Arc … of triumph?

As financial gurus say, there’s no risk without reward. I think the same is true of writing a series with an overall arc.
By “arc” I’m not thinking of something like Lord of the Rings, which is a single story in three volumes. An arc is a series of separate stories linked together by an overall thread. Each novel (or issue) can stand alone, but put together they tell an overall story of considerably greater power (if it’s done right).
The Silver Age Dr. Strange may be the first example in comics. After his initial defeat of the otherworldly tyrant Dormammu, Dr. Strange finds his mortal rival Mordo suddenly attacking with greater power than ever before (Dormammu, as we learn but Strange doesn’t for a while, is feeding him the extra energy). With Mordo’s disciples and occult scans hunting him, Strange must flee his house and his mentor and go on the run, struggling to find Mordo’s secret and strike back (spoiler: Strange wins). The individual battles are good, but taken as a whole, a tale running for 20 or so issues makes for an even stronger narrative (probably more so back in the days when that was a novelty).
For a more character focused arc, we have Jim Butcher’s Calderon series.
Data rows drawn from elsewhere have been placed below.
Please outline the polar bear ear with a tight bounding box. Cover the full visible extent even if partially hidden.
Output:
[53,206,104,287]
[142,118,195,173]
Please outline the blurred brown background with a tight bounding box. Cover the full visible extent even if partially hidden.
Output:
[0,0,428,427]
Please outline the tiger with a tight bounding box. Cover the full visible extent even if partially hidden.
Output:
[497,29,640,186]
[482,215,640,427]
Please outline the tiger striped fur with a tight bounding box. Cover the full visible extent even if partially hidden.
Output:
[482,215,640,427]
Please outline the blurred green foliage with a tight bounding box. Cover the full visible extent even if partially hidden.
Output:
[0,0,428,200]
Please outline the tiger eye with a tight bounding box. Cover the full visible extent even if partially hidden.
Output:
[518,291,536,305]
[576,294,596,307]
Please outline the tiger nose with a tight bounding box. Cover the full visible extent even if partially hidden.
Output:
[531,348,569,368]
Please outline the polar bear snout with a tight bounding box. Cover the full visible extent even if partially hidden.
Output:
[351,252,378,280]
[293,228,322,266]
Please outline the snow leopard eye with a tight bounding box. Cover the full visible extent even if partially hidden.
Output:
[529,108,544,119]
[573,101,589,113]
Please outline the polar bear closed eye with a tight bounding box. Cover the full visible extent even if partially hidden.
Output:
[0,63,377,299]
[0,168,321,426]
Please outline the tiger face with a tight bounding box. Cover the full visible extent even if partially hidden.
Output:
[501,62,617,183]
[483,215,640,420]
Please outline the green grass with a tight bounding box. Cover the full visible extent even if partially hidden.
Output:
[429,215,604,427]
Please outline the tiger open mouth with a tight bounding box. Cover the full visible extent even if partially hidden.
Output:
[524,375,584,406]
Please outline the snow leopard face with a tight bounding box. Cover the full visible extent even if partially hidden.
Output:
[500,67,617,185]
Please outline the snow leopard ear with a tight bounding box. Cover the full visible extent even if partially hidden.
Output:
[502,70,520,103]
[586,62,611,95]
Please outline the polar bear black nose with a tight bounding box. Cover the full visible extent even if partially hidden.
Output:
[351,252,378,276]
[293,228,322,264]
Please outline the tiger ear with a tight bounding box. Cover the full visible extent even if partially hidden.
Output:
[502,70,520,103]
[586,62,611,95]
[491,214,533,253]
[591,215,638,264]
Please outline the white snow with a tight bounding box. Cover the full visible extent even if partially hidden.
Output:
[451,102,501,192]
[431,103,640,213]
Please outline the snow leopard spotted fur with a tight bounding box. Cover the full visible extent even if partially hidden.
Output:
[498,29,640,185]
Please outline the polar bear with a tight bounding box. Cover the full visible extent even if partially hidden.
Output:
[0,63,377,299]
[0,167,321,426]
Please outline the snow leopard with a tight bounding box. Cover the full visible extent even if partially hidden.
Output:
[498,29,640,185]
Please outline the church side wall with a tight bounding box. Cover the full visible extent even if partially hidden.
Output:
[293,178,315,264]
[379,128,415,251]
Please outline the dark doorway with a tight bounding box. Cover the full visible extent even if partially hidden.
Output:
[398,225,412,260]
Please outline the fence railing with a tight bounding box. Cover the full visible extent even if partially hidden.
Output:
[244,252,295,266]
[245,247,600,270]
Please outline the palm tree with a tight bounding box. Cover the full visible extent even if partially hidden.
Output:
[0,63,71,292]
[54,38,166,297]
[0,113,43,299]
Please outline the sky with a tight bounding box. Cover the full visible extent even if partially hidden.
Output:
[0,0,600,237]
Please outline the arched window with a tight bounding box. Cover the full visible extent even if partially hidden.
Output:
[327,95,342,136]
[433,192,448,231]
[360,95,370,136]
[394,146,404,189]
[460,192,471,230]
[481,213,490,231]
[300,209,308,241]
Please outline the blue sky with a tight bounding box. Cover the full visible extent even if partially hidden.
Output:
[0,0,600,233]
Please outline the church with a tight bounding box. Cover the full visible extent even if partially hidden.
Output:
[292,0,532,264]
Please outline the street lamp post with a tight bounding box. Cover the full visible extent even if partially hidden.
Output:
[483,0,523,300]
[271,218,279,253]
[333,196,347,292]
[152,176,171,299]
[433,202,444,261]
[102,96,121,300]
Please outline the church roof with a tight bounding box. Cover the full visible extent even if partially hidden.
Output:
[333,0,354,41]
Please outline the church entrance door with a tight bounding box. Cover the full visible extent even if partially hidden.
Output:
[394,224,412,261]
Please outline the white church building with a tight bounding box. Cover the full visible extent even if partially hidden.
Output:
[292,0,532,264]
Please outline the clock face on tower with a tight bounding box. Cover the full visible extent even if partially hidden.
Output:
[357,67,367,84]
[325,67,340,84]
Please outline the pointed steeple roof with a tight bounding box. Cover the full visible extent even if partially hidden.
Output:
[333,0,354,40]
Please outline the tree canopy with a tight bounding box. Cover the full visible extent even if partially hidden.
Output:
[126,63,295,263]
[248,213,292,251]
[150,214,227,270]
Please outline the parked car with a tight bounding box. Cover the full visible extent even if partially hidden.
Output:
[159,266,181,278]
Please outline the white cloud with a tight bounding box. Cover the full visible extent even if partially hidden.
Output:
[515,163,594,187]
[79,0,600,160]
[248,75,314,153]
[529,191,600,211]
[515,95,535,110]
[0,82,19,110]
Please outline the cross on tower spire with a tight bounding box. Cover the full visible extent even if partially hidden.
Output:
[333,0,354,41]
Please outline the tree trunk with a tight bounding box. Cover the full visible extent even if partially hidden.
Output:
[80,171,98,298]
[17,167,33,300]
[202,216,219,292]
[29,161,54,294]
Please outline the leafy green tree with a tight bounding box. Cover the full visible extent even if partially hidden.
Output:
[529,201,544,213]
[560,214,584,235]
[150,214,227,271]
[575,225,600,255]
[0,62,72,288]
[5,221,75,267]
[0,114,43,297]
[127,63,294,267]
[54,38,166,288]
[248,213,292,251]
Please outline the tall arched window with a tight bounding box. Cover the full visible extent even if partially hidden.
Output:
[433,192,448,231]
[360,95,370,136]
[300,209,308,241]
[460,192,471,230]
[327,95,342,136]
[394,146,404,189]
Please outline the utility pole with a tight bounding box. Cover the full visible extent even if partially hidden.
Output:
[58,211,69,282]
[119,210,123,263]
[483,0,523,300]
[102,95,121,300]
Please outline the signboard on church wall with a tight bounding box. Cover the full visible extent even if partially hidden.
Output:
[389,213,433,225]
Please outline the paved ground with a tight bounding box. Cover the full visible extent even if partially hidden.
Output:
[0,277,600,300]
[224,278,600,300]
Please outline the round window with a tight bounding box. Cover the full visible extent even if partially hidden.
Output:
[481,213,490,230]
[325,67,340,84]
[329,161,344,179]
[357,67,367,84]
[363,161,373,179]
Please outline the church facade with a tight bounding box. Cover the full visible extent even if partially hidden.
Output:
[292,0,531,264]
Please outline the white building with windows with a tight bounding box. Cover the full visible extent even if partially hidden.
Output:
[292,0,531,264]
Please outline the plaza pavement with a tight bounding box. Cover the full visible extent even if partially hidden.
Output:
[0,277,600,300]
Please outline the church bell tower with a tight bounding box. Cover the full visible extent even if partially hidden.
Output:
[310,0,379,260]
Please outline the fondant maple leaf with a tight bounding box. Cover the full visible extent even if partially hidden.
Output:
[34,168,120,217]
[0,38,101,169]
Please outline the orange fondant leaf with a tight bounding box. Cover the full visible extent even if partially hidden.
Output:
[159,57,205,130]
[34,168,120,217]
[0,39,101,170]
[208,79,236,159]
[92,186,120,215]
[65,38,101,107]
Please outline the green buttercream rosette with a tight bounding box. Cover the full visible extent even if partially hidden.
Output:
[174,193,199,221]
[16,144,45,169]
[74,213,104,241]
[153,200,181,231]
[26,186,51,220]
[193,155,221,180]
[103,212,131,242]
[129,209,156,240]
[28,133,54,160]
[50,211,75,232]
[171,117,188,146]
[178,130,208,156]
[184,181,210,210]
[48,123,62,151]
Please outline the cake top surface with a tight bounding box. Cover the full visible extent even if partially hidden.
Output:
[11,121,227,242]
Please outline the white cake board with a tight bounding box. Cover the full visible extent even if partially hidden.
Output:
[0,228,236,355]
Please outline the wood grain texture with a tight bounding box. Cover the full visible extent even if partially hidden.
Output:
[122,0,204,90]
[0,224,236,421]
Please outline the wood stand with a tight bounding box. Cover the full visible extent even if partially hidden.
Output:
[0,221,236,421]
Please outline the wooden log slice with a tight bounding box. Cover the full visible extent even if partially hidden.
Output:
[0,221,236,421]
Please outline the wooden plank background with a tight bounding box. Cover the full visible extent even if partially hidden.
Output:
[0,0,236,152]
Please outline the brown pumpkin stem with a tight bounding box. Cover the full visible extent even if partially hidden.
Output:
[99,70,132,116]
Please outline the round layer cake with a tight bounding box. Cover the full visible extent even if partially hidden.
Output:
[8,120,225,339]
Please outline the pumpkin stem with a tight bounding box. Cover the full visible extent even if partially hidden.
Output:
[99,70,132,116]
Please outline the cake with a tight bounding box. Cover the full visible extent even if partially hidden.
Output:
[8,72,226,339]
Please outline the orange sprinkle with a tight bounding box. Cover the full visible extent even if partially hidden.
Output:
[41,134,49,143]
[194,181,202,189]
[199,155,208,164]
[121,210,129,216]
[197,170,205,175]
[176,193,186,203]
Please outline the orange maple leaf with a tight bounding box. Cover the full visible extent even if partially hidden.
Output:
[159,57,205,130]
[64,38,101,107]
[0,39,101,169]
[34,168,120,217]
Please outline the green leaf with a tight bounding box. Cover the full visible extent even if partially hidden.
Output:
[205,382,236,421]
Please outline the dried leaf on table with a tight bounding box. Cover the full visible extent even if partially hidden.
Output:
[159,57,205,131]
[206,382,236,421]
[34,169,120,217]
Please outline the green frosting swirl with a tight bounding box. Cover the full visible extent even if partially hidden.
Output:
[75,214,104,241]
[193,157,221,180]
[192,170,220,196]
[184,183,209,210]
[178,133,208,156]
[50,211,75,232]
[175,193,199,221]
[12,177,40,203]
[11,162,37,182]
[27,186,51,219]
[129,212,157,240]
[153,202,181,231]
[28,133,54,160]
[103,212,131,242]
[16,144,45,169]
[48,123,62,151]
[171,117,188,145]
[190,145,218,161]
Oh, it’s certainly full of action, sorcery and hairbreath escapes from certain death, but what makes the series as a whole more than just action is the progression of his protagonist, Tavi, from a magically talentless young man into the Emperor. Admittedly that kind of change happens in a lot of fantasy, but here we see it happening step by step, with each book.
The risk part of the equation is that a story arc places higher demands on the writer. Take Butcher’s Ghost Story, for example. As I said when I read it, it’s entertaining in itself and I’d have had almost no complaints if it had been earlier in the series. But since then, the arc of the overall series has become important, and the book didn’t deliver on that front.
Or take Lost. Here the overall arc (what is the island’s secret? How will these troubled characters work out their issues? What’s behind all the mysteries?) dominated from the first; the show was always headed toward something. And when it got there, it fell apart.
I had a similar disappointment when I finished 100 Bullets: Wilt, the final collection of the comics crime series. Over the course of the book, everyone’s plans come to fruition—Megan, Graves, Augustus Medici—and the Minutemen and the Trust finally have it out in a spectacular, gun-blazing finalé.
Spectacular … but it felt rather like sound and fury, signifying nothing. The reason for the original parting of the two groups isn’t really given enough dramatic development to be satisfying. I have no idea what Graves wanted to happen going into the final issues. I have even less idea why he recruited Dizzy. We have action, we have drama, but there’s nothing that makes me care as much as I should after 100 issues. I still love the early issues, but the overall arc just didn’t take me to the big finish.
Series don’t have to have arcs. While my Applied Science shorts spread across several years and involve multiple changes, I don’t think there’s an overall arc. But if a writer does go with an arc, it had better pay off.